Doctors curbing first-time prescriptions for opioids
The researchers also discovered that people taking medications called benzodiazepines—used to treat anxiety, panic attacks and mental conditions associated with chronic pain—were more likely to receive a first-time opioid prescription.
The analysis of national data revealed that the number of first-time opioid prescriptions for adults rose 86 percent among those using benzodiazepines and 19 percent among those not using benzodiazepines from 2005 to 2010.
But between 2010 and 2015, rates fell 51 percent among adults using benzodiazepines and 15 percent among those not using the anxiety medications.
"We were surprised by how much higher the probability is of opioid prescriptions to patients using benzodiazepines, considering that these patients face such an increased risk of overdose," said senior study author Dr. John Mafi. He's an assistant professor of medicine at the University of California, Los Angeles' David Geffen School of Medicine.
"We were also surprised by how rapidly co-prescription rates fell after peaking around 2010. Such a rapid change suggests that a substantial portion of the initial opioid prescriptions were potentially avoidable," Mafi added in a university news release.
Opioid painkillers include OxyContin and Percocet, while Xanax and Valium are benzodiazepines.
Despite the leveling off of prescribing rates, opioid-related deaths rose 60 percent during the same period, and federal government data show a continued rise through 2017, the UCLA researchers said.
The investigators said the current spike in U.S. opioid deaths may not be driven by recent first-time prescriptions for the highly addictive medications, but rather by patients' continued use of opioids—which they may have obtained without a prescription—as well as increased use of synthetic opioids such as fentanyl.
"Rates of accidental overdose are high and rising, and we are struggling as a country to address the problem," said study author Dr. Joseph Ladapo.

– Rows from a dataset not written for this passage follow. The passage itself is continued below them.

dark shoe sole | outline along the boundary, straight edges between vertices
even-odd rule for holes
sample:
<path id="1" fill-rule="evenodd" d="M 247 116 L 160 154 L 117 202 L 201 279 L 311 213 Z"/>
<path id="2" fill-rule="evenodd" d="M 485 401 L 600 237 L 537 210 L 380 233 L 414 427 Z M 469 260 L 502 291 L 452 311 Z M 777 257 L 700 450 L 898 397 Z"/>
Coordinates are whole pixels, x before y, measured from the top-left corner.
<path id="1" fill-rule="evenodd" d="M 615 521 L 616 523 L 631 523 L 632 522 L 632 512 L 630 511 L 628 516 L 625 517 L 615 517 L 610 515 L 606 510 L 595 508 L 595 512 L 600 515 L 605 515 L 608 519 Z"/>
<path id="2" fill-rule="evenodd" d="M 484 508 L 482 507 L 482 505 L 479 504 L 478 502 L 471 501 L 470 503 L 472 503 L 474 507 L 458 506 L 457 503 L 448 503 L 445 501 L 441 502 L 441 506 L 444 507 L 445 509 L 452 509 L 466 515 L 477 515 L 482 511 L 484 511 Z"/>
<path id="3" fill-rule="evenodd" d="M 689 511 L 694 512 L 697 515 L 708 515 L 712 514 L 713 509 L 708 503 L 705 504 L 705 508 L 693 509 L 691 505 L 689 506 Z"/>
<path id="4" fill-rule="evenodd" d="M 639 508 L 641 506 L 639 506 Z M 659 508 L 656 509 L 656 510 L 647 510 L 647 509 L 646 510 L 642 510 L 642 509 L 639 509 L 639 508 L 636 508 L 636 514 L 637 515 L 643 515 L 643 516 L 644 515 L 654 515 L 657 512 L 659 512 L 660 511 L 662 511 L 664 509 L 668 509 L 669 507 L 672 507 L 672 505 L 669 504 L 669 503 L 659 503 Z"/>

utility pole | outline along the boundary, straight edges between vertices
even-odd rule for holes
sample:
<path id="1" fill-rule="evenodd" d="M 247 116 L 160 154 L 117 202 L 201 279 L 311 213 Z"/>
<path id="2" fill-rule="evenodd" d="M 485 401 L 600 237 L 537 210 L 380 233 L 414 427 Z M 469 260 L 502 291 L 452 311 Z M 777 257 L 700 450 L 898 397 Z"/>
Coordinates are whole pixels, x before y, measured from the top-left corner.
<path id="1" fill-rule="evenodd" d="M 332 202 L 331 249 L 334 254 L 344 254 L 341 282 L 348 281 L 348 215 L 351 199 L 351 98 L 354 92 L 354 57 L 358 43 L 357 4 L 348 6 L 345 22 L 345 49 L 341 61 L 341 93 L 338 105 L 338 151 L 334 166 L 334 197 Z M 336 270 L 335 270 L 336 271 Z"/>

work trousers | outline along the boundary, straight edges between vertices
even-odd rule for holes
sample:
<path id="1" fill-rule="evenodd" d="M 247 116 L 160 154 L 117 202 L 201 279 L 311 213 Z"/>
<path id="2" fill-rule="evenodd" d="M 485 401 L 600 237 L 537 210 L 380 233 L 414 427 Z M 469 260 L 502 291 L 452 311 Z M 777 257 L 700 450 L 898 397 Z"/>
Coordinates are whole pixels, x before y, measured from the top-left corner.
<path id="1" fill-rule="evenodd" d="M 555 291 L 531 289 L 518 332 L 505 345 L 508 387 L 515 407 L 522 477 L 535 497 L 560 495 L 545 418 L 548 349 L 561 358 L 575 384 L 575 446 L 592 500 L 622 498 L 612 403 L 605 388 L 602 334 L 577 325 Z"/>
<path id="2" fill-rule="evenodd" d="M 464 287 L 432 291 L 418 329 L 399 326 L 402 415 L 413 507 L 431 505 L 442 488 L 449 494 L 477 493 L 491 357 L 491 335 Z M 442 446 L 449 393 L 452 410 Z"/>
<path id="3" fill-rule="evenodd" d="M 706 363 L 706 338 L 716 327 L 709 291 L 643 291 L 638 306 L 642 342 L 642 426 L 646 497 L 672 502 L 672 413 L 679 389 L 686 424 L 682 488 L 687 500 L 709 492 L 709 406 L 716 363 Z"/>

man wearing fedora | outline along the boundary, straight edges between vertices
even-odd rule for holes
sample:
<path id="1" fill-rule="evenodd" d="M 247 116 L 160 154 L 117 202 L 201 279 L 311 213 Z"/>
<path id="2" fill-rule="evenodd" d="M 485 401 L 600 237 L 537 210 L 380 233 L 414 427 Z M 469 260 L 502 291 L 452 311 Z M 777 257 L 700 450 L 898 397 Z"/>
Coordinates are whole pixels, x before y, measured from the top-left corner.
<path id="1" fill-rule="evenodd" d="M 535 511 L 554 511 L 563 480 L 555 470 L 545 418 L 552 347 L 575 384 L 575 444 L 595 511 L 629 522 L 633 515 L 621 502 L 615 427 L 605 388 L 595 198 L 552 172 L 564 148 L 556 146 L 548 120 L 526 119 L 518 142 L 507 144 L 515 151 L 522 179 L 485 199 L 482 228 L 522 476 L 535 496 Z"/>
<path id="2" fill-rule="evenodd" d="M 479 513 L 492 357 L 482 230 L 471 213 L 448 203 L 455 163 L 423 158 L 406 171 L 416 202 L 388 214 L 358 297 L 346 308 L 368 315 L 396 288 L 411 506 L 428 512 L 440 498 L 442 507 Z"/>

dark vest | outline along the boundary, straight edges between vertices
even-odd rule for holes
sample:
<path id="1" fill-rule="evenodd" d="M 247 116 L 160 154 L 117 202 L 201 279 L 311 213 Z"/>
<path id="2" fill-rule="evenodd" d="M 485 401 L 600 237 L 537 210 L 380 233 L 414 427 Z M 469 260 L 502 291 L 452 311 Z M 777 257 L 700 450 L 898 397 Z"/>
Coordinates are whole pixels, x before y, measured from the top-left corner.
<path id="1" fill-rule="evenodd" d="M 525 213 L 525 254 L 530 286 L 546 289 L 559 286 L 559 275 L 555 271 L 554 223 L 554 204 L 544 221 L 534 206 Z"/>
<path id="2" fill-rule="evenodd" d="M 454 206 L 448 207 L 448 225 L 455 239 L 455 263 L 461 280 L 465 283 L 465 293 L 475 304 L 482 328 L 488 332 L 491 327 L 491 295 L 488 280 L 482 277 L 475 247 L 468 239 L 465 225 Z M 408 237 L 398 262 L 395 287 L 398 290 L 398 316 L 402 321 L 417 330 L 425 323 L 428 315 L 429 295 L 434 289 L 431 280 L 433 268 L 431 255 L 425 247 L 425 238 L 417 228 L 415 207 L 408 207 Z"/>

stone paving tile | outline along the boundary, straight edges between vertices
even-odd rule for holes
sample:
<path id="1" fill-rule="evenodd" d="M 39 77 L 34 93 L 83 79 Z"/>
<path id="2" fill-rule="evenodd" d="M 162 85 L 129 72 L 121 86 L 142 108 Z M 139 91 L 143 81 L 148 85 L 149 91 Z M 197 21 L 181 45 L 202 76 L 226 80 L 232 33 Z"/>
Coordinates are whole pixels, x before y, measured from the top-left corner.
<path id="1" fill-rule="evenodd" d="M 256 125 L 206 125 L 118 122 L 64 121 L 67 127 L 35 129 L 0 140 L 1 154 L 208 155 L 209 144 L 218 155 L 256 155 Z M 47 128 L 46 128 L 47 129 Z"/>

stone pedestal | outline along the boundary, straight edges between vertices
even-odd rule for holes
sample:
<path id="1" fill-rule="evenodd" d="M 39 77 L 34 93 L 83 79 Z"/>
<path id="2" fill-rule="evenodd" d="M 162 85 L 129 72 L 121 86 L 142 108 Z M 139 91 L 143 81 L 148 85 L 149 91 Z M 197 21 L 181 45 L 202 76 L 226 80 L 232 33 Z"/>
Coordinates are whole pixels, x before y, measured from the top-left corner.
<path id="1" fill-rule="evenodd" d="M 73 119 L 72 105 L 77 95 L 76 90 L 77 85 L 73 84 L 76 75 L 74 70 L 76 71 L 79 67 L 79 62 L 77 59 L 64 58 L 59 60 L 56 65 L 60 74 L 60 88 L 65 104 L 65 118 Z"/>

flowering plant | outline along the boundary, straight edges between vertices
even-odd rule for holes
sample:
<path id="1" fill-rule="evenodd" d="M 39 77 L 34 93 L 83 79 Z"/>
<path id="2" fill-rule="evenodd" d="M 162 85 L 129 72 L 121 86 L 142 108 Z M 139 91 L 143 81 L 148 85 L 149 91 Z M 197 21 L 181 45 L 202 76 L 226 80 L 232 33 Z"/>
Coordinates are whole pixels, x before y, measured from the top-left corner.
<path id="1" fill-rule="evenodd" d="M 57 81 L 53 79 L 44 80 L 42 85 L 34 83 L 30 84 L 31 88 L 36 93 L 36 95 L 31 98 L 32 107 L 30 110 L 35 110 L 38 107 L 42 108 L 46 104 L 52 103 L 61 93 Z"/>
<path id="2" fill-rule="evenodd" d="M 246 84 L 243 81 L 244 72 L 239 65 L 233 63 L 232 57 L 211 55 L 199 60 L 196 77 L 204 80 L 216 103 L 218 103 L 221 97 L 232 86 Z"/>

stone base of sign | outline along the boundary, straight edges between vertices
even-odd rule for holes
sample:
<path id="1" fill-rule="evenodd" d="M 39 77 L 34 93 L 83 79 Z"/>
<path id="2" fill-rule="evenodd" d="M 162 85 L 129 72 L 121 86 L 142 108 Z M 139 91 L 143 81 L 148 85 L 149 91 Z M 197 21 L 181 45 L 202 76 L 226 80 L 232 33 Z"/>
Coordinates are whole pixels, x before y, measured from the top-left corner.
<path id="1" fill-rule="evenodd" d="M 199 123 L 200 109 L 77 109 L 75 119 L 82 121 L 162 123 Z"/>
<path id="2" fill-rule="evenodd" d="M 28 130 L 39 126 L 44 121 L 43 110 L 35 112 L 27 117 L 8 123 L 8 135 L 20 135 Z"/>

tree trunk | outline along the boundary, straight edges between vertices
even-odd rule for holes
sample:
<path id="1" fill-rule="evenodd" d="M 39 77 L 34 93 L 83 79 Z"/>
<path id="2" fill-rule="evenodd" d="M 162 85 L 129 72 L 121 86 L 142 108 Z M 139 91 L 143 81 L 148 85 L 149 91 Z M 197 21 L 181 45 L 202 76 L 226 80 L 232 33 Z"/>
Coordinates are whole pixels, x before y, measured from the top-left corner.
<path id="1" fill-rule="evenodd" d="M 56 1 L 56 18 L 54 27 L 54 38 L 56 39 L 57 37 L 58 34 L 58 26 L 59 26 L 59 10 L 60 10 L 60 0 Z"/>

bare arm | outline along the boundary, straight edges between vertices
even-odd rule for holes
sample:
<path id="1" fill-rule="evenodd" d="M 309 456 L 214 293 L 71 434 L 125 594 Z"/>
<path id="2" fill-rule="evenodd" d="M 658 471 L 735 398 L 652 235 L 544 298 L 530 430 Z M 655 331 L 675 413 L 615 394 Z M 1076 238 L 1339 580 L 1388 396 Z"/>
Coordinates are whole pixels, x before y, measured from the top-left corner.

"As physicians, we have contributed to the problem, and one of the things we can do to address it is to reduce co-prescribing of benzodiazepines and opioids, and think very hard about how to effectively treat a patient's pain while also reducing the risks the patient now faces from opioid therapy," Ladapo said.
Ladapo is an associate professor of medicine in the division of general internal medicine and health services research at UCLA.
The study was published April 12 in the journal JAMA Psychiatry.